Despite 'Talk to Me' being their first feature-length project, the Philippou brothers prove to be adept in carefully calculated directing. The film clocks in at a brief 95 minutes yet takes its time building up to its big moments, a surprising tactic from directors who have grown up on short-form content creation which guarantees instant connection and gratification. This also helps to further rationalise why Riley tags along to these parties and eventually pleads with Mia to let him hold the hand; the Philippou brothers focus so much on capturing the monotony of these kids' lives, we know that it's only a matter of time before their thrill-seeking becomes life-threatening.

The film clocks in at a brief 95 minutes yet takes its time building up to its big moments, a surprising tactic from directors who have grown up on short-form content creation which guarantees instant connection and gratification.
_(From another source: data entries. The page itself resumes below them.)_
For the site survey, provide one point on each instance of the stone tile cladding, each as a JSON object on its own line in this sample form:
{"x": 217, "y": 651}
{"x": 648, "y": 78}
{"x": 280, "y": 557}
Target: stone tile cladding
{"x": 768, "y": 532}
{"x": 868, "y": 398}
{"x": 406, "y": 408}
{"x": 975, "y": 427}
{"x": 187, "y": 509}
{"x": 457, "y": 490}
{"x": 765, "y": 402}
What also surprised me is just how funny 'Talk to Me' is; a common gripe I have with Australian cinema is unnecessary genre mish-mashing, its weaker entries unable to figure out what tone they want to strike and oft leaning into unnecessary and ill-fitting humour. Here, however, the jokes serve to further prove just how little these teens understand the danger of the forces they are playing with. This also taps into clear inspiration from horror-comedy legend Sam Raimi, particularly in fast-paced sequences of the teens all taking turns with the hand. At first, the spirits are horny and harmless, but rapidly become more cruel. The fact that you're laughing along the whole time just makes waiting for the other shoe to drop all the more entertaining and nerve-wracking.

Leaving some of the mythology around the hand obscure makes sense; after all, Mia and her friends are too busy having fun to make sure they've got all their contingencies mapped out should a supernatural visitor want to stay. However, by leaving some questions unanswered - who the spirits are, whether they have an agenda during their visit, if they can transfer to those who break the 90-second rule and so on - some of the plot twists in the film's third act become unclear and their impact is blunted. Furthermore, the Philippou brothers' background in viral video-making gives them an opportunity to comment on its attention-seeking nature; unfortunately, this doesn't go beyond Mia's friends watching her possession through their phone cameras (which, additionally, would've been a cool way to frame some of these scenes, but the film doesn't go for it). Of course, these flaws are relatively minor in the face of this being a debut feature, but they are noticeable nonetheless.

The refusal to play into routine jump-scare fare, effective sound design and a killer final 30 seconds make 'Talk to Me' an audacious horror debut. The Philippou brothers are a welcome new voice in the Australian film industry, and I cannot wait to see where their twisted tendencies take them next.